Suppose that we want our string to be periodic with period 1. Then every character must be the same. So what we need to do is to keep the character that appears the most times and change all the others.

In case we want it to be periodic with period 2, characters in an odd positions must be the same and so must be characters in even positions. So we change all the characters in odd positions to the character that appears the most times in an odd position and all the characters in even positions to the character that appears the most times in an even position.

Following this pattern it is easy to see that to calculate the minimum number of changes needed to make a string periodic with period p we need to make characters with the same positions modulo p equal and this can be done by greedily picking the character that appears the most times.

So for the actual solution we iterate through every acceptable period and calculate the minimum number of changes needed. See xjtuhyh's code for a clear implementation.

Value	1000
Submission Rate	188 / 773 (24.32%)
Success Rate	8 / 188 (4.26%)
High Score	xjtuhyh for 612.36 points (26 mins 25 secs)
Average Score	526.90 (for 8 correct submissions)

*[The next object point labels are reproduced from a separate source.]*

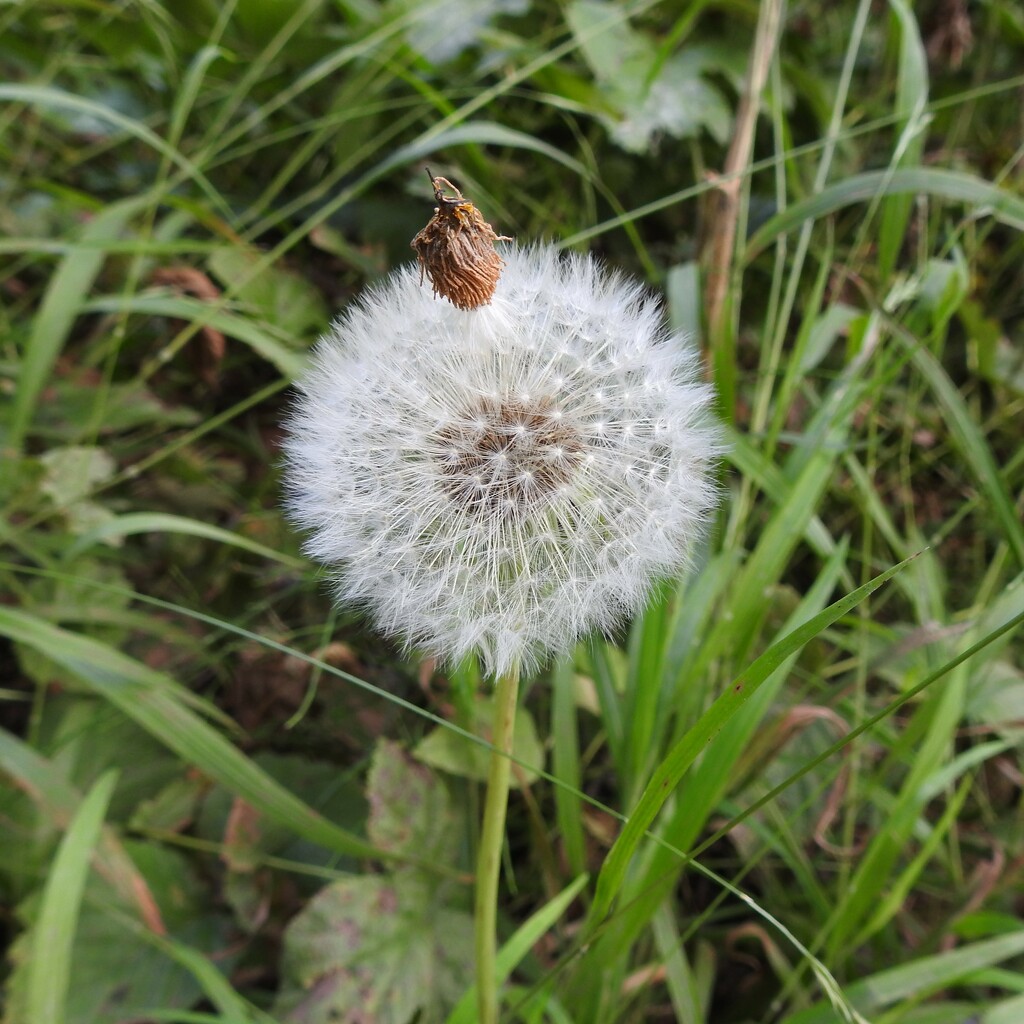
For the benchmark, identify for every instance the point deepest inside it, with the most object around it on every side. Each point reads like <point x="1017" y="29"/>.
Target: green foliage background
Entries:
<point x="224" y="801"/>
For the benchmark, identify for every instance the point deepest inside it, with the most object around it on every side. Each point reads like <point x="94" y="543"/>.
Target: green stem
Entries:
<point x="492" y="836"/>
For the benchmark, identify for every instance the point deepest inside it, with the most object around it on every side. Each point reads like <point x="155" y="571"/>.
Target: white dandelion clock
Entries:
<point x="506" y="480"/>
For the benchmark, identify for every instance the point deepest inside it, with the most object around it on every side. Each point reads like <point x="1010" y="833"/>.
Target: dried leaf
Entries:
<point x="456" y="250"/>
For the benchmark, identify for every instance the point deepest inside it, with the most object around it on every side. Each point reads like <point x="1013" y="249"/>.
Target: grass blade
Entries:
<point x="685" y="752"/>
<point x="53" y="933"/>
<point x="954" y="185"/>
<point x="159" y="710"/>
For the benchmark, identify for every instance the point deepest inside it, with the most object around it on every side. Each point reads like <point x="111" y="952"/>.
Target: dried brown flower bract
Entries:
<point x="456" y="250"/>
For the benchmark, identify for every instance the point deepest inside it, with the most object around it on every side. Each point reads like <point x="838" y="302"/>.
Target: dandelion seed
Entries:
<point x="501" y="483"/>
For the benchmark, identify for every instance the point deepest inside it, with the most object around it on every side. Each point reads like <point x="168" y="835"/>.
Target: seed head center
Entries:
<point x="507" y="455"/>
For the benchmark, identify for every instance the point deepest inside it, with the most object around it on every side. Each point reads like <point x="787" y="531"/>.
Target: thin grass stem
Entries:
<point x="492" y="838"/>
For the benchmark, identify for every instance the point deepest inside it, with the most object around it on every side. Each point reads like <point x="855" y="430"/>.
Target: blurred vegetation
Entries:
<point x="224" y="801"/>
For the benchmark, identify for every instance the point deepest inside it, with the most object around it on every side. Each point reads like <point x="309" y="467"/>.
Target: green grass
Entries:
<point x="206" y="770"/>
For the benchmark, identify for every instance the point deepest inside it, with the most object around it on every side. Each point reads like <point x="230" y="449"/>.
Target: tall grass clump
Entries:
<point x="762" y="754"/>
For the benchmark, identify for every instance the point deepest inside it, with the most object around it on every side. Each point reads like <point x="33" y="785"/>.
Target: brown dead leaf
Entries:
<point x="187" y="281"/>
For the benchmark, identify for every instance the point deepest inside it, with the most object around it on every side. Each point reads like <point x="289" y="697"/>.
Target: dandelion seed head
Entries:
<point x="506" y="480"/>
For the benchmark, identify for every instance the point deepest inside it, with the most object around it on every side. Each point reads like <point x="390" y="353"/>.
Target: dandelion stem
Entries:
<point x="492" y="837"/>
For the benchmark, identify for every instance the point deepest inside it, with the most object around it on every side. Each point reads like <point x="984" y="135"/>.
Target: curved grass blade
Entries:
<point x="683" y="755"/>
<point x="61" y="303"/>
<point x="955" y="185"/>
<point x="39" y="95"/>
<point x="163" y="522"/>
<point x="206" y="314"/>
<point x="526" y="935"/>
<point x="918" y="979"/>
<point x="53" y="932"/>
<point x="148" y="698"/>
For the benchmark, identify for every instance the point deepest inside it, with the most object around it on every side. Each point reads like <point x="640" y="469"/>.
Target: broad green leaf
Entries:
<point x="156" y="704"/>
<point x="410" y="809"/>
<point x="388" y="948"/>
<point x="49" y="967"/>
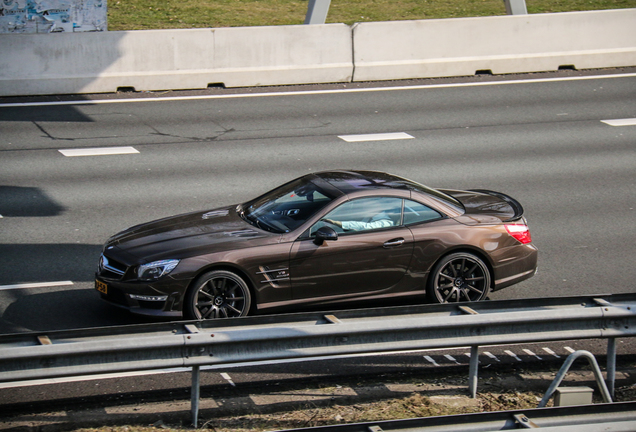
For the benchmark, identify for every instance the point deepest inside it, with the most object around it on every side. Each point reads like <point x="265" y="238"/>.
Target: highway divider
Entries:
<point x="295" y="337"/>
<point x="498" y="45"/>
<point x="39" y="64"/>
<point x="146" y="60"/>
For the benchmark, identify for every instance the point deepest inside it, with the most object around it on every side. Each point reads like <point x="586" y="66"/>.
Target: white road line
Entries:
<point x="227" y="378"/>
<point x="513" y="355"/>
<point x="492" y="356"/>
<point x="104" y="151"/>
<point x="530" y="353"/>
<point x="314" y="92"/>
<point x="430" y="360"/>
<point x="450" y="358"/>
<point x="376" y="137"/>
<point x="36" y="285"/>
<point x="620" y="122"/>
<point x="549" y="351"/>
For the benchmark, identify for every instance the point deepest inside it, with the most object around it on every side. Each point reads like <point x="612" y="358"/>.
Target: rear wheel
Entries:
<point x="459" y="277"/>
<point x="217" y="294"/>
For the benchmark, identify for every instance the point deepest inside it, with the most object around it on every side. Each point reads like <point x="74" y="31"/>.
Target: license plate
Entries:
<point x="101" y="287"/>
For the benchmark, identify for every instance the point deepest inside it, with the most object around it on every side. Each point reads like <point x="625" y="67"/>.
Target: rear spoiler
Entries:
<point x="516" y="206"/>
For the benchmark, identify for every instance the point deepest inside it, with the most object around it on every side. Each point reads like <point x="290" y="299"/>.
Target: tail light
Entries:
<point x="520" y="232"/>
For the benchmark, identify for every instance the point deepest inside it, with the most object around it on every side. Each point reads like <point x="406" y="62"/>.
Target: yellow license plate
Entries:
<point x="101" y="287"/>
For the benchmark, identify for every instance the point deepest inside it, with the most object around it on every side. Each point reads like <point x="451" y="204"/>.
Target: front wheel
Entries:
<point x="217" y="294"/>
<point x="459" y="277"/>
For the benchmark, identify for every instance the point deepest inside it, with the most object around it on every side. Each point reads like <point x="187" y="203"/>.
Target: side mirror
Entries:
<point x="325" y="233"/>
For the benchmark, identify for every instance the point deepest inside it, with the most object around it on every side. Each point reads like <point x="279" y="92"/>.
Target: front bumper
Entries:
<point x="143" y="299"/>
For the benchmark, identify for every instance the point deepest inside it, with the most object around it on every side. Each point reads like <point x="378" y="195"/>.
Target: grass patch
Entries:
<point x="173" y="14"/>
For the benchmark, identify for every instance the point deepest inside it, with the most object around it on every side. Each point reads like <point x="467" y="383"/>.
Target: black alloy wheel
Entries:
<point x="459" y="277"/>
<point x="217" y="294"/>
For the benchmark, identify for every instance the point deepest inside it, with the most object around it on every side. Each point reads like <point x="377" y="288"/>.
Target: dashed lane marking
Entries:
<point x="376" y="137"/>
<point x="36" y="285"/>
<point x="620" y="122"/>
<point x="102" y="151"/>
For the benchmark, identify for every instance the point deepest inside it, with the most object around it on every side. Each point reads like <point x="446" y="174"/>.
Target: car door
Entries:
<point x="372" y="252"/>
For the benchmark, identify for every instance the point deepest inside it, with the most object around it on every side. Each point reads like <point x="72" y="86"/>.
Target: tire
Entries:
<point x="217" y="294"/>
<point x="458" y="277"/>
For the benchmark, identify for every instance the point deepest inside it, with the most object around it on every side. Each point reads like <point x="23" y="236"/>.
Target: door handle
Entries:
<point x="394" y="243"/>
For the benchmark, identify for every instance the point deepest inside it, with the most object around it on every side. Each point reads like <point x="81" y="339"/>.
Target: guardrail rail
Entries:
<point x="192" y="344"/>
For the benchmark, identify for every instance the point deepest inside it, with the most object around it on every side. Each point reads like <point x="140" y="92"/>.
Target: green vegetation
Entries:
<point x="171" y="14"/>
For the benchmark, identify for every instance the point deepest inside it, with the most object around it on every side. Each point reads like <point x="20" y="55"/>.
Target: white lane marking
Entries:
<point x="430" y="360"/>
<point x="104" y="151"/>
<point x="316" y="92"/>
<point x="620" y="122"/>
<point x="450" y="358"/>
<point x="376" y="137"/>
<point x="549" y="351"/>
<point x="530" y="353"/>
<point x="492" y="356"/>
<point x="513" y="355"/>
<point x="227" y="378"/>
<point x="36" y="285"/>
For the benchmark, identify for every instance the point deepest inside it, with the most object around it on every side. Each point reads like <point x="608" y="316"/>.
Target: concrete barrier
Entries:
<point x="38" y="64"/>
<point x="33" y="64"/>
<point x="504" y="44"/>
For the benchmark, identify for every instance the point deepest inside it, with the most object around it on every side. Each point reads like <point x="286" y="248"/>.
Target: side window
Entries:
<point x="364" y="214"/>
<point x="415" y="212"/>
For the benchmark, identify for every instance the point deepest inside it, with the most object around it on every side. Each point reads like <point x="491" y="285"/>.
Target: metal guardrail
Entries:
<point x="618" y="417"/>
<point x="27" y="356"/>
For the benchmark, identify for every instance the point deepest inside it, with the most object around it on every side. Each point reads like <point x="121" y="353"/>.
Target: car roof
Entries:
<point x="353" y="181"/>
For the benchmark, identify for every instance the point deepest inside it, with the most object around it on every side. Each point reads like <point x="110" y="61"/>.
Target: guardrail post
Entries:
<point x="472" y="371"/>
<point x="516" y="7"/>
<point x="194" y="395"/>
<point x="566" y="367"/>
<point x="317" y="11"/>
<point x="611" y="365"/>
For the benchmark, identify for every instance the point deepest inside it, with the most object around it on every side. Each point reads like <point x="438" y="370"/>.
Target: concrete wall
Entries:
<point x="32" y="64"/>
<point x="174" y="59"/>
<point x="505" y="44"/>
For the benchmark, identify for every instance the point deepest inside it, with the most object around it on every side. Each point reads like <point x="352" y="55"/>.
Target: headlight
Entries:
<point x="154" y="270"/>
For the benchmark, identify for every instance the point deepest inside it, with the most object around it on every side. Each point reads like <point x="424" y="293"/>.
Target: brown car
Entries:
<point x="326" y="238"/>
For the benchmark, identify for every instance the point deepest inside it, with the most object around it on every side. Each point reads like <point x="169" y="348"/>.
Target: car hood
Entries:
<point x="187" y="235"/>
<point x="486" y="207"/>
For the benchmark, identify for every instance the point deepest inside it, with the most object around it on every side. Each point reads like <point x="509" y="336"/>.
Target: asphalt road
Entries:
<point x="542" y="141"/>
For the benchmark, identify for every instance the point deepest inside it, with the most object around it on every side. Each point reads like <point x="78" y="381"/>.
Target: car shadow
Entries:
<point x="16" y="201"/>
<point x="63" y="310"/>
<point x="27" y="263"/>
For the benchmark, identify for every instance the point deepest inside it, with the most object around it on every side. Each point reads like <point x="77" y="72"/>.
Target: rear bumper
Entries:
<point x="522" y="266"/>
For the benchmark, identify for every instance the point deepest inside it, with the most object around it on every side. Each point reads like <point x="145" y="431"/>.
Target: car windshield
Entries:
<point x="286" y="207"/>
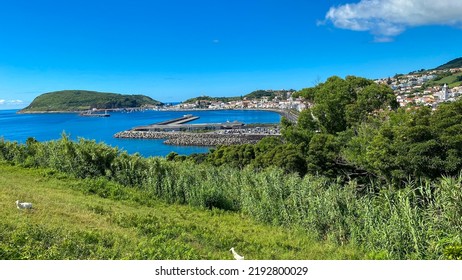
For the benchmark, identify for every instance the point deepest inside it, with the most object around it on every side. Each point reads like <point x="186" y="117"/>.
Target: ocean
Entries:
<point x="45" y="127"/>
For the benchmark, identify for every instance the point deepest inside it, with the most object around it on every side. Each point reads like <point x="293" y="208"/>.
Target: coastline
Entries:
<point x="196" y="139"/>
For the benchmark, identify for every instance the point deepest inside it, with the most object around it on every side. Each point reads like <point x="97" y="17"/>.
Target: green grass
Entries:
<point x="73" y="221"/>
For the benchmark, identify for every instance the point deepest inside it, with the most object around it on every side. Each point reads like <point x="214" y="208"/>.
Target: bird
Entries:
<point x="23" y="205"/>
<point x="236" y="255"/>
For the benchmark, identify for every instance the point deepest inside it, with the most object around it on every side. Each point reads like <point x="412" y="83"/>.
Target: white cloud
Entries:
<point x="388" y="18"/>
<point x="7" y="103"/>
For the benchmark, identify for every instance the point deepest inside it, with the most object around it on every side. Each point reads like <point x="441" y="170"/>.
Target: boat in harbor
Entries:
<point x="94" y="113"/>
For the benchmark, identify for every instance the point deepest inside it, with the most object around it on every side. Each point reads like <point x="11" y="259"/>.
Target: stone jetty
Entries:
<point x="193" y="139"/>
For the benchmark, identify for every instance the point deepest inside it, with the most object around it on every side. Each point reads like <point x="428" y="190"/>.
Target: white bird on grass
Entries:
<point x="236" y="255"/>
<point x="23" y="205"/>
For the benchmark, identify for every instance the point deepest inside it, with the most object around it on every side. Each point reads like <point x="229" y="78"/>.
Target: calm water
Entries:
<point x="44" y="127"/>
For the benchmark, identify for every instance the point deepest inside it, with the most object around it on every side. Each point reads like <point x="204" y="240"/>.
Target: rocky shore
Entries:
<point x="193" y="139"/>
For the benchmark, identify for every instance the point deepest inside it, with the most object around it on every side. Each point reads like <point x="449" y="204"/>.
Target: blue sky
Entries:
<point x="172" y="50"/>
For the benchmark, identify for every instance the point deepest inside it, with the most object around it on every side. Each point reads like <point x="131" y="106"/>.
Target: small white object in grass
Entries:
<point x="23" y="205"/>
<point x="236" y="255"/>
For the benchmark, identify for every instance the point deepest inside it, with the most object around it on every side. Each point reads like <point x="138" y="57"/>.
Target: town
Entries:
<point x="418" y="88"/>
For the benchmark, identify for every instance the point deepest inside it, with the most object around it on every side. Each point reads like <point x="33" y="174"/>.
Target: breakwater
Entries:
<point x="193" y="139"/>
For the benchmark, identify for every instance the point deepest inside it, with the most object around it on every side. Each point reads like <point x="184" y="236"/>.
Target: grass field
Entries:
<point x="69" y="222"/>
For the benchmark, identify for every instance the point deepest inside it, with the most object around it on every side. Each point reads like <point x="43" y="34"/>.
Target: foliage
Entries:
<point x="71" y="223"/>
<point x="421" y="220"/>
<point x="75" y="100"/>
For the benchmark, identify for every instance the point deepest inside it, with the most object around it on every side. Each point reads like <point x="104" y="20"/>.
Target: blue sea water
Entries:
<point x="45" y="127"/>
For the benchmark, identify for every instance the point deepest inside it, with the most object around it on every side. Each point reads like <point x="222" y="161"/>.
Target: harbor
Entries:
<point x="181" y="125"/>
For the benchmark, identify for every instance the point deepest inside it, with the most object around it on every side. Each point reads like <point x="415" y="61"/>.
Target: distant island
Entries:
<point x="81" y="100"/>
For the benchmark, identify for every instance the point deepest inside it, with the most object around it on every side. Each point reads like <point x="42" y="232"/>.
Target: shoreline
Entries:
<point x="195" y="139"/>
<point x="276" y="110"/>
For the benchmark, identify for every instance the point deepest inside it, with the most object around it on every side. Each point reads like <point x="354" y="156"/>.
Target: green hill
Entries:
<point x="97" y="219"/>
<point x="78" y="100"/>
<point x="455" y="63"/>
<point x="257" y="94"/>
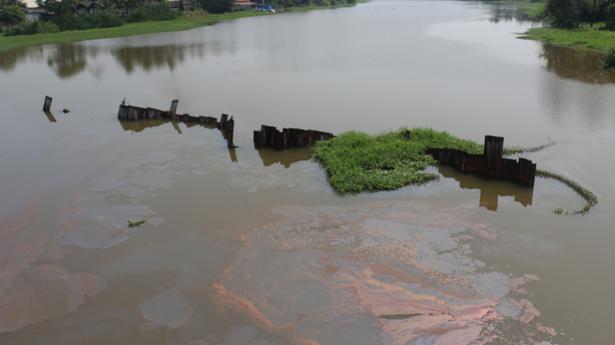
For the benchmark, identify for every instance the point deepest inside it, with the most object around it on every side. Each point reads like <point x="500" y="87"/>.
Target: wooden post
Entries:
<point x="47" y="104"/>
<point x="494" y="147"/>
<point x="173" y="109"/>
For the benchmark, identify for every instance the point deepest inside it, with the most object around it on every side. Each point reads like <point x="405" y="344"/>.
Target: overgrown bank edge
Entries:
<point x="585" y="36"/>
<point x="358" y="162"/>
<point x="184" y="22"/>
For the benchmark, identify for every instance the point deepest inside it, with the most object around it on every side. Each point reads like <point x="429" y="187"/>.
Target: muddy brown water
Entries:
<point x="253" y="247"/>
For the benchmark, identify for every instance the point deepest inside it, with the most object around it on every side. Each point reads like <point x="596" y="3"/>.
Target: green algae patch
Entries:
<point x="357" y="162"/>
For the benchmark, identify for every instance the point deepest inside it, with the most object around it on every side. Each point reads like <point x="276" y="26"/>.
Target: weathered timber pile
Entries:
<point x="270" y="137"/>
<point x="490" y="163"/>
<point x="226" y="125"/>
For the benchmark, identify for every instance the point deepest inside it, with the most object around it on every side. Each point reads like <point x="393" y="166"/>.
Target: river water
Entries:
<point x="254" y="247"/>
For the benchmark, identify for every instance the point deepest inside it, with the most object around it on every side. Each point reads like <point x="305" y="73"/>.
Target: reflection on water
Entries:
<point x="577" y="64"/>
<point x="149" y="57"/>
<point x="9" y="59"/>
<point x="490" y="190"/>
<point x="69" y="60"/>
<point x="239" y="253"/>
<point x="285" y="158"/>
<point x="50" y="116"/>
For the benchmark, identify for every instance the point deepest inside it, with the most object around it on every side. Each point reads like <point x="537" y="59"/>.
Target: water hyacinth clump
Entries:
<point x="357" y="162"/>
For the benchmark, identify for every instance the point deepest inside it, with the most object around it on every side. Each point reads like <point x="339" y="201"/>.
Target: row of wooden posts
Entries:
<point x="491" y="163"/>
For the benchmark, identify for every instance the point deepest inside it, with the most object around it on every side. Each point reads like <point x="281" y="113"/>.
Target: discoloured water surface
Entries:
<point x="252" y="246"/>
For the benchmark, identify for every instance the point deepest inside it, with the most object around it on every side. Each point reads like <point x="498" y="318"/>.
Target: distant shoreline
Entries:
<point x="183" y="23"/>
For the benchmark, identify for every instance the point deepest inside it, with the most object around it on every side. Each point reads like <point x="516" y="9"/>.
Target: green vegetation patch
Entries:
<point x="590" y="198"/>
<point x="534" y="9"/>
<point x="609" y="60"/>
<point x="357" y="162"/>
<point x="583" y="37"/>
<point x="182" y="23"/>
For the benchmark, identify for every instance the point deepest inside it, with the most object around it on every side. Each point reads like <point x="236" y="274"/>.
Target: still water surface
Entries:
<point x="253" y="247"/>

The tricky part about the problem was that it asked for the maximum number that can be made by removing the given digits while in fact the correct approach was to think about which digits must stay. So the correct algorithm to create the desired number is to start with no digits and append the maximum possible digit at the end of the number. But how do we check if it is possible to add a certain digit? Well, that digit must satisfy two conditions:

• The digit must appear strictly more times in number than in digits because otherwise we won't have enough digits to remove
• It must be possible to remove all the digits that appear before that digit.

maksay's solution follows the method described above.

Value	500
Submission Rate	342 / 548 (62.41%)
Success Rate	253 / 342 (73.98%)
High Score	Burunduk1 for 442.67 points (10 mins 30 secs)
Average Score	282.49 (for 253 correct submissions)

Let's first try to find a more useful definition of a smooth block by examining several of its properties. Notice that for any two pixels A and B in the same row of the same block the only path that has length equal to their manhattan distance is the path that passes through the pixels between them. So every pixel in the same row as A and B that lies between them must be black. The same applies for any two pixels of the same column. So when examining a smooth block by each row or by each column, that block must consist of at most a single part.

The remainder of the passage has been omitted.